6. Plant-Specific Compounds and Antiviral Mechanisms
6.1. Flavonoids
Flavonoids are known for their antiviral activity. Many flavonoid compounds are well-known to act as antiviral agents by inhibiting binding and entry of viral, its replication, translation of the viral protein, the formation of envelopes using glycoproteins complexes, and virus release [88]. Flavonoids help in the signaling process in the host cell by activating gene transcription factors and also by secreting cytokines [89]. The structure–activity relationship of flavonoids shows that it is a good inhibitor of the neuraminidase enzyme of influenza virus, thereby preventing its replication [90]. Flavonoids have shown potential in therapy against COVID-19 [91]. They may inhibit SARS-CoV-2 entry into the cell [92] hence have been used in the therapy of COVID-19 patients [93].
6.2. Catechins
Green tea contains important catechins (polyphenols), which are of different types, such as (─)-epigallocatecheingallate (EGCG), (─)-epicatechingallate (ECG), and (─)-epogallocatechin (EGC), and has high medicinal values with health benefits [94]. In a quantitative study performed using RT-PCR, high concentrations of EGCG and ECG, but not EGC, decreased viral RNA synthesis in MDCK cells [95]. ECG and EGCG affected the activity of neuraminidase by inhibiting it more efficiently than EGC [95]. The neuraminidase enzyme in viruses is important in transporting budding viruses to other cells by cleaving the sialic acid present in glycoproteins located in the envelope. Similarly, EGCG inhibits both HSV-1 and HSV-2 by binding to their envelope proteins such as gB, gD, or other envelope proteins, which help for the fusion of the virus to cells [96]. Catechin binds the receptor-binding domain of viral S-protein, as well as ACE2 of the host, thus may serve as a therapeutic agent for COVID-19 [97]. In one of the docking analysis study, compound EGCG found in green tea revealed the highest binding affinity with S protein of SARS-CoV-2, which reflects its potential usage in preventing or treating the COVID-19 patients.
6.3. Quercetin
Quercetin is a flavonoid compound present in vegetables and fruits [98]. It is found to acts against the HCV virus by inhibiting the action of a heat shock protein that is involved in non-structural protein 5A-mediated translation of viral internal ribosome entry site, which usually occurs in response to stress [99]. Quercetin acts against HCV through the inhibition of HCV NS3 protease, which stops the replication of HCV in the sub genomic RNA replicon cell system [100]. Quercetin halts rhinovirus pathogenesis at different stages of the life cycle of the virus, including endocytosis, protein synthesis, and viral genome transcription [101]. Furthermore, quercetin, along with myricetin, quercetagetin, and baicalin, affected the growth of the Rauscher murine leukemia virus RLV [102]. Quercetin along with vitamin C has been proposed to have the synergistic effect in treating COVID-19 patients [93]. Synergistic antiviral, antioxidant, and immunomodulatory activities and the ability of ascorbate to recycle quercetin, increase the effectiveness of quercetin against SARS-CoV-2 [93].

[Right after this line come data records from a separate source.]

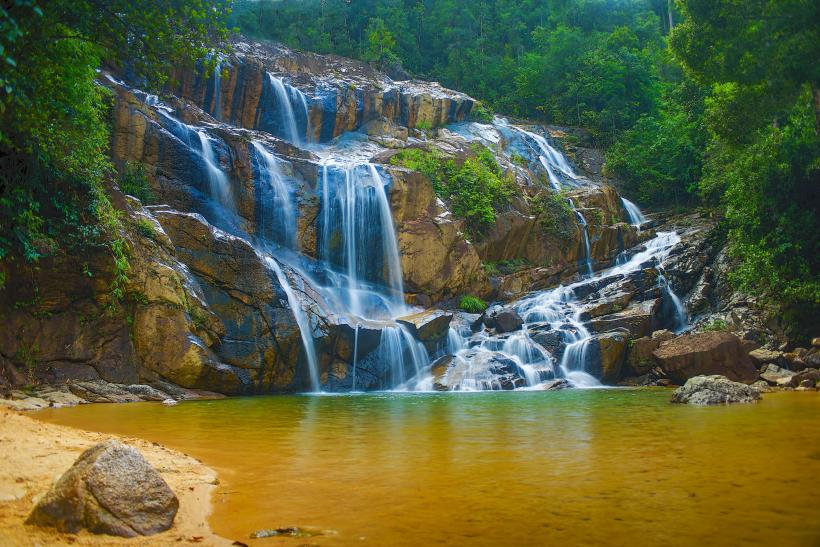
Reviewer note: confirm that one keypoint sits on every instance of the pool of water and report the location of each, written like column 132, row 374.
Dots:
column 612, row 466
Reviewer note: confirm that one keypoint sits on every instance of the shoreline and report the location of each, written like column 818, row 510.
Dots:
column 35, row 453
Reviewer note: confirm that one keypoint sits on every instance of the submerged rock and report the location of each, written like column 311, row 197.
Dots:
column 714, row 390
column 503, row 319
column 111, row 489
column 705, row 353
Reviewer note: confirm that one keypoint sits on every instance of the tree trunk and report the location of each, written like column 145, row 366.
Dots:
column 815, row 91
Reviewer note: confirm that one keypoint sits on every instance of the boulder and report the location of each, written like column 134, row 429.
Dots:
column 762, row 356
column 639, row 357
column 428, row 325
column 111, row 489
column 806, row 378
column 714, row 390
column 773, row 374
column 605, row 356
column 705, row 353
column 478, row 369
column 555, row 385
column 503, row 319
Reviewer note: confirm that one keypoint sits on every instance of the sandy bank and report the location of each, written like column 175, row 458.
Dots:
column 33, row 454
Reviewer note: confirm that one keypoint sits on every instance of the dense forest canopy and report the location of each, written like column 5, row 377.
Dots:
column 712, row 102
column 709, row 103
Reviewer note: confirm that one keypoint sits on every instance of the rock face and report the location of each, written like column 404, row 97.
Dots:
column 112, row 490
column 340, row 94
column 714, row 390
column 477, row 370
column 703, row 354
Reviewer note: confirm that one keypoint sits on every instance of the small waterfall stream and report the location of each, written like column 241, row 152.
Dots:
column 278, row 216
column 285, row 94
column 361, row 277
column 634, row 214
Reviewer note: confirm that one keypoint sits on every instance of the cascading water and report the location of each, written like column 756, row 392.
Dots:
column 285, row 99
column 302, row 320
column 217, row 180
column 278, row 222
column 362, row 281
column 216, row 111
column 634, row 214
column 559, row 314
column 584, row 238
column 356, row 219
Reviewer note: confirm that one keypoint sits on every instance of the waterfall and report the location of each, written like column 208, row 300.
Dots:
column 216, row 111
column 285, row 100
column 280, row 207
column 355, row 354
column 356, row 220
column 553, row 162
column 302, row 320
column 217, row 180
column 558, row 312
column 584, row 238
column 634, row 214
column 681, row 317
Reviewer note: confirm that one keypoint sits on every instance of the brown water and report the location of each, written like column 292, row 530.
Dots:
column 526, row 468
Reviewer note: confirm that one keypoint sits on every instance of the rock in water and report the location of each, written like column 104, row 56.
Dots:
column 110, row 489
column 714, row 390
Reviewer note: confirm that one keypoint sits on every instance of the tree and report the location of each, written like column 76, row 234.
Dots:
column 53, row 130
column 381, row 43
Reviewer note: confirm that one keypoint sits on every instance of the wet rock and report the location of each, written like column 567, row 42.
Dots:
column 605, row 356
column 639, row 356
column 111, row 489
column 503, row 319
column 555, row 385
column 146, row 393
column 102, row 392
column 638, row 319
column 810, row 376
column 714, row 390
column 429, row 325
column 762, row 386
column 705, row 353
column 773, row 374
column 478, row 369
column 762, row 356
column 290, row 531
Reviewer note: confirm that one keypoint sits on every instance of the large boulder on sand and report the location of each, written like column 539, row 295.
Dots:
column 705, row 353
column 714, row 390
column 111, row 489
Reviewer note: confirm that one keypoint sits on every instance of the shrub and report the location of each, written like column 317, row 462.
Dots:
column 134, row 182
column 715, row 325
column 554, row 213
column 472, row 304
column 475, row 190
column 481, row 113
column 146, row 229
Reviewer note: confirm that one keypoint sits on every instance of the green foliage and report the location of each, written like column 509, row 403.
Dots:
column 660, row 159
column 381, row 44
column 54, row 135
column 761, row 164
column 481, row 113
column 585, row 62
column 475, row 190
column 472, row 304
column 134, row 182
column 554, row 213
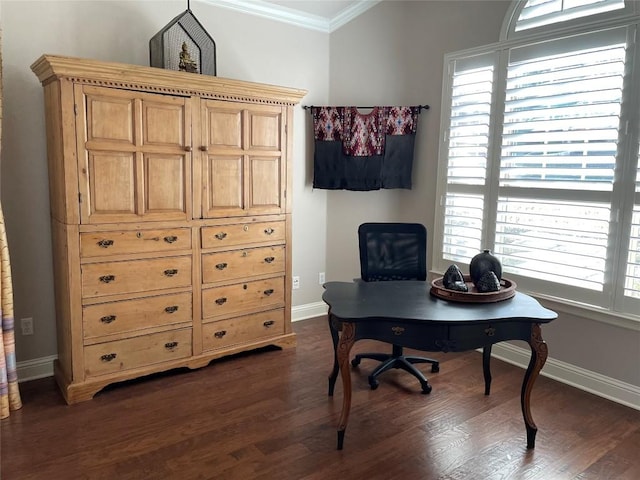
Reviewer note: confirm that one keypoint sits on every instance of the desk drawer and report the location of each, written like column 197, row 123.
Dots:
column 410, row 335
column 111, row 357
column 243, row 329
column 468, row 337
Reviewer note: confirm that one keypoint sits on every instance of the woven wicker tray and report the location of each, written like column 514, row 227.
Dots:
column 507, row 290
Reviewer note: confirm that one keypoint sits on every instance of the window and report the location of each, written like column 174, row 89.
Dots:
column 539, row 162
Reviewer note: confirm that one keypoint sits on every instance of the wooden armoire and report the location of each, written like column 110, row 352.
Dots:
column 170, row 217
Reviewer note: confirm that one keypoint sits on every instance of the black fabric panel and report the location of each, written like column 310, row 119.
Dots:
column 398, row 161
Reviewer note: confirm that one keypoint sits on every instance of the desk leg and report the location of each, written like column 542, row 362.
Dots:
column 486, row 368
column 333, row 327
column 347, row 339
column 539, row 352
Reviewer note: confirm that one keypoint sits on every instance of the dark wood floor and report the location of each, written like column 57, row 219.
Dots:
column 267, row 416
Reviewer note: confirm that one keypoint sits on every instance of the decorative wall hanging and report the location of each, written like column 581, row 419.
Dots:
column 183, row 44
column 355, row 151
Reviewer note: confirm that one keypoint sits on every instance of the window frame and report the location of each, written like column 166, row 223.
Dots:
column 613, row 311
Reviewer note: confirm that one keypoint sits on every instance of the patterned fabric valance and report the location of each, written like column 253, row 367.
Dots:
column 356, row 151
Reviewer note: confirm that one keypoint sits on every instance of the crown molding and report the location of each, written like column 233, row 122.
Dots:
column 295, row 17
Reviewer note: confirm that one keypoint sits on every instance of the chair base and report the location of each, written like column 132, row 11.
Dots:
column 397, row 360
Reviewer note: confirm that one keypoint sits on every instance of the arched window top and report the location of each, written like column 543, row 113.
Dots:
column 527, row 16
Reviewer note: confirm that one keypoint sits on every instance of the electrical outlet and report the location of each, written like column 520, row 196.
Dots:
column 26, row 324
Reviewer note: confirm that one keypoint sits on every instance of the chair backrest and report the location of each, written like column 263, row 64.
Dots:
column 392, row 251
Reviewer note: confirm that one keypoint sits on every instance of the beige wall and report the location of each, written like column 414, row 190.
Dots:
column 393, row 54
column 248, row 48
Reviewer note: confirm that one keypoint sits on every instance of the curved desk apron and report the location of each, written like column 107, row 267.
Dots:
column 405, row 313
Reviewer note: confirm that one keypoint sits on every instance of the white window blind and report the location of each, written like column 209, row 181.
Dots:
column 632, row 273
column 558, row 158
column 537, row 13
column 471, row 99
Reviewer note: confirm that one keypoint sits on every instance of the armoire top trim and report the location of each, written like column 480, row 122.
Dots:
column 159, row 80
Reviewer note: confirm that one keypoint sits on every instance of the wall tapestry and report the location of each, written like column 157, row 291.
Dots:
column 355, row 151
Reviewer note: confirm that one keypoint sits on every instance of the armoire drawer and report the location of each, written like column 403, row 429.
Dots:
column 243, row 297
column 111, row 357
column 240, row 264
column 243, row 329
column 109, row 278
column 94, row 244
column 243, row 234
column 114, row 318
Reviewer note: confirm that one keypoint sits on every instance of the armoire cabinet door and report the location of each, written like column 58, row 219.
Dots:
column 243, row 170
column 134, row 155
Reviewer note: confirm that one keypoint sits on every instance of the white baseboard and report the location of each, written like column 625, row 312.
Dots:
column 592, row 382
column 310, row 310
column 36, row 368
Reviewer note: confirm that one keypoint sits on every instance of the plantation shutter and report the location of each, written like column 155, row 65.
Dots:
column 632, row 276
column 537, row 13
column 468, row 144
column 559, row 147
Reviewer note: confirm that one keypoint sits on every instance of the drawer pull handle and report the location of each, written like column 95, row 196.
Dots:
column 108, row 319
column 397, row 330
column 105, row 243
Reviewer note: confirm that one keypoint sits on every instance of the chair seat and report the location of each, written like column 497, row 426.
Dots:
column 393, row 251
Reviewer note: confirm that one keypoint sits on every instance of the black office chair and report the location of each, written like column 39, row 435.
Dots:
column 394, row 251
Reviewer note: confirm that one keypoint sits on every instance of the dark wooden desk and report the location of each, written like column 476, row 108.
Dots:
column 406, row 314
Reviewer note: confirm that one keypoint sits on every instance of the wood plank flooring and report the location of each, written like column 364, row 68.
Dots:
column 267, row 415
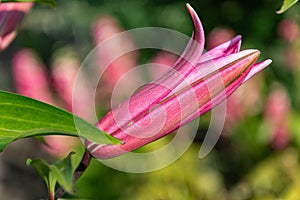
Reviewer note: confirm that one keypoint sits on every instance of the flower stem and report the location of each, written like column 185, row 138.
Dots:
column 84, row 163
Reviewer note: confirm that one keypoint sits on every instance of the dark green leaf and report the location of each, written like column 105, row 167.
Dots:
column 22, row 117
column 60, row 172
column 49, row 2
column 286, row 5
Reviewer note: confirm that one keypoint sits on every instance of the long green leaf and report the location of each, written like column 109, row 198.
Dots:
column 22, row 117
column 49, row 2
column 286, row 5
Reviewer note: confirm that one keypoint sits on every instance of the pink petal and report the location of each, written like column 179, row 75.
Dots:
column 156, row 90
column 257, row 68
column 232, row 46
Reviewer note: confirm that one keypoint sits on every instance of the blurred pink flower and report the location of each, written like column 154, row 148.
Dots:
column 288, row 29
column 31, row 78
column 242, row 103
column 11, row 15
column 276, row 115
column 180, row 95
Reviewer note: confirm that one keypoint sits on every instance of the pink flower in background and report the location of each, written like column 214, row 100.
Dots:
column 32, row 80
column 288, row 29
column 218, row 36
column 193, row 85
column 11, row 15
column 276, row 115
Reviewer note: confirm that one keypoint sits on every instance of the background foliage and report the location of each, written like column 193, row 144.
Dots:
column 245, row 164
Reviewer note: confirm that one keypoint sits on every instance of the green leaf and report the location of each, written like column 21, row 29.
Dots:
column 49, row 2
column 60, row 172
column 286, row 5
column 22, row 117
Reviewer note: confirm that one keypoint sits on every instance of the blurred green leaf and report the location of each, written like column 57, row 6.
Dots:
column 286, row 5
column 60, row 172
column 22, row 117
column 49, row 2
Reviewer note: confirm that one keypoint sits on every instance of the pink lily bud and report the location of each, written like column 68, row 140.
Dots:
column 31, row 78
column 11, row 15
column 218, row 36
column 289, row 30
column 192, row 86
column 162, row 59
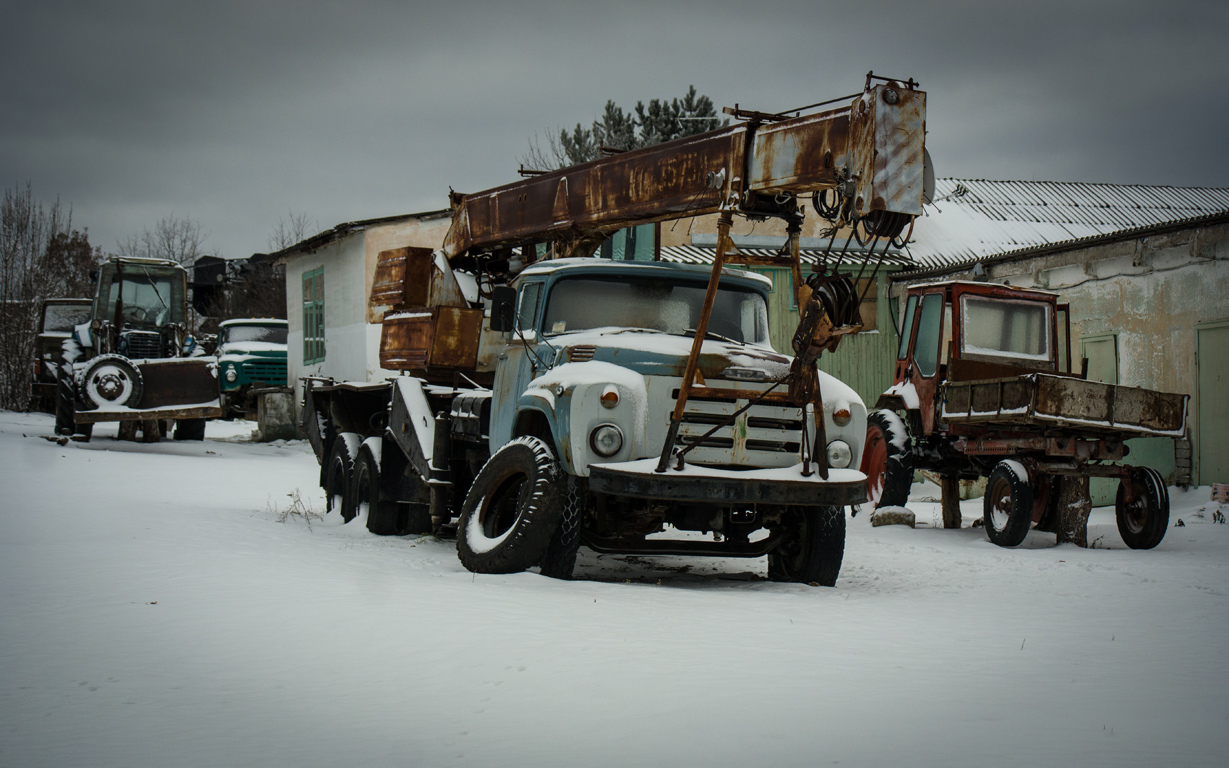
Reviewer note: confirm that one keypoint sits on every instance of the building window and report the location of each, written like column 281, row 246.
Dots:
column 314, row 316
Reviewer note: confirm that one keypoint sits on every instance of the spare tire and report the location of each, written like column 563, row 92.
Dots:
column 513, row 509
column 111, row 380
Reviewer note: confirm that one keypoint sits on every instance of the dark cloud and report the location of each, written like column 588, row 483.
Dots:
column 234, row 113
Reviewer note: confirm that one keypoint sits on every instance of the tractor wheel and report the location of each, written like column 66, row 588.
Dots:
column 65, row 393
column 513, row 509
column 1143, row 521
column 339, row 473
column 812, row 548
column 111, row 380
column 1008, row 511
column 886, row 461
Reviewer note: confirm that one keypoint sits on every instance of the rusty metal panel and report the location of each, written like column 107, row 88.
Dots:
column 654, row 183
column 457, row 332
column 180, row 381
column 406, row 339
column 800, row 155
column 403, row 278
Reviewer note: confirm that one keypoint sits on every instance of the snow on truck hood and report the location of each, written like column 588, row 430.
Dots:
column 653, row 353
column 661, row 354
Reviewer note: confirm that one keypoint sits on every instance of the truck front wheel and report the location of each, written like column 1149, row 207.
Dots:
column 1143, row 521
column 885, row 460
column 812, row 546
column 1008, row 506
column 513, row 509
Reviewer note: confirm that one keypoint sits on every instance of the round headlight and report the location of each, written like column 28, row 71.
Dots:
column 841, row 414
column 606, row 440
column 840, row 454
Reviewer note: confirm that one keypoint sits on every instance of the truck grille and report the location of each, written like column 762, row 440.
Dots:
column 141, row 344
column 266, row 371
column 761, row 436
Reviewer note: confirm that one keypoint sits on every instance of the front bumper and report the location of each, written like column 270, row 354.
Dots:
column 723, row 487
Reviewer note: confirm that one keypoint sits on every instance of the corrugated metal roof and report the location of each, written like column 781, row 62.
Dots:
column 703, row 254
column 975, row 219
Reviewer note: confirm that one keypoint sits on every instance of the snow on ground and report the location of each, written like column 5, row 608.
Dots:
column 159, row 608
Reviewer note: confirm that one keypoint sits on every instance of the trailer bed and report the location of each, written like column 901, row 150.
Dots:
column 1048, row 402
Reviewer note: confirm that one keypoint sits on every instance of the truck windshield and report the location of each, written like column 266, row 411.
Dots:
column 1005, row 328
column 274, row 334
column 580, row 304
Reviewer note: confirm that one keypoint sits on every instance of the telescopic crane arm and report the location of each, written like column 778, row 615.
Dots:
column 864, row 165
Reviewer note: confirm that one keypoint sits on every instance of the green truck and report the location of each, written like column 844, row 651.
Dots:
column 251, row 355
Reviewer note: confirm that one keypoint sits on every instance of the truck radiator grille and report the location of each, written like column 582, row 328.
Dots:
column 761, row 436
column 269, row 372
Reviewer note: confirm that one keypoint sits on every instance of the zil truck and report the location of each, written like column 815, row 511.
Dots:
column 134, row 361
column 551, row 399
column 985, row 387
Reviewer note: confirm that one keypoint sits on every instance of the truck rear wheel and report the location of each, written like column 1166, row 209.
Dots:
column 339, row 473
column 513, row 509
column 812, row 547
column 561, row 556
column 885, row 460
column 1143, row 521
column 1008, row 506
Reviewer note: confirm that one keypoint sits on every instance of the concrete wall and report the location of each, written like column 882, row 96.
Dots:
column 1152, row 291
column 352, row 328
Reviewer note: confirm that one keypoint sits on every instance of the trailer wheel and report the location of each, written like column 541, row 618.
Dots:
column 189, row 429
column 1008, row 511
column 812, row 547
column 338, row 474
column 1143, row 521
column 561, row 554
column 513, row 509
column 886, row 461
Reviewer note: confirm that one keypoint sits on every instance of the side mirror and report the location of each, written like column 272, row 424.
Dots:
column 503, row 309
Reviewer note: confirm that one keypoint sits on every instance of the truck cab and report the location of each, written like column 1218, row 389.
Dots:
column 964, row 331
column 251, row 354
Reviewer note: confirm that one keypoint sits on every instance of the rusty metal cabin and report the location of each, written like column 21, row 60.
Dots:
column 1143, row 269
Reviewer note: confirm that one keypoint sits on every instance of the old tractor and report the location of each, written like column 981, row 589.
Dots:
column 134, row 360
column 985, row 387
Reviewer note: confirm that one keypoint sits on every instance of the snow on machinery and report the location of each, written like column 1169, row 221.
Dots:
column 559, row 401
column 134, row 360
column 985, row 388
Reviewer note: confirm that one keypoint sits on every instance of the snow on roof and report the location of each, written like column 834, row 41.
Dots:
column 703, row 254
column 973, row 219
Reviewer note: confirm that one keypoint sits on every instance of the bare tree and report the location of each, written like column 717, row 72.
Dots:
column 172, row 239
column 41, row 257
column 291, row 229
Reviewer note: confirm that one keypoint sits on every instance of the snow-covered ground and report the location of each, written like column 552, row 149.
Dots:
column 157, row 607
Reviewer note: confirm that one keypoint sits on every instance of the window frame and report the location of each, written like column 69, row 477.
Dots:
column 314, row 316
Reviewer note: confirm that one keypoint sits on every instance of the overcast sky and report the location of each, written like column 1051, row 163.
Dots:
column 237, row 113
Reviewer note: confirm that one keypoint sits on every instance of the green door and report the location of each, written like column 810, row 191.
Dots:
column 1101, row 353
column 1212, row 406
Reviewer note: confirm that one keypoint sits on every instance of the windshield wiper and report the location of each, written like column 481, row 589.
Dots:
column 709, row 334
column 154, row 285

6.4. Apigenin and Baicalin
Apigenin acts against the African swine fever virus by decreasing protein synthesis, thereby causing a three-log decrease in the yield of viruses and is also effective against DNA viruses such as adenoviruses and (hepatitis B virus) HBV [103]. It shows potent antiviral effects against RNA viruses such as picornavirus and acts by inhibiting viral IRES activity, thereby inhibiting the synthesis of viral proteins [104,105]. The translation of enterovirus-71 is disrupted by inhibition of the association of viral RNA with transacting factors that regulate enterovirus-71 [106]. Apigenin is found to disturb HCV virus replication by decreasing the microRNA122, which is a liver-specific microRNA [107].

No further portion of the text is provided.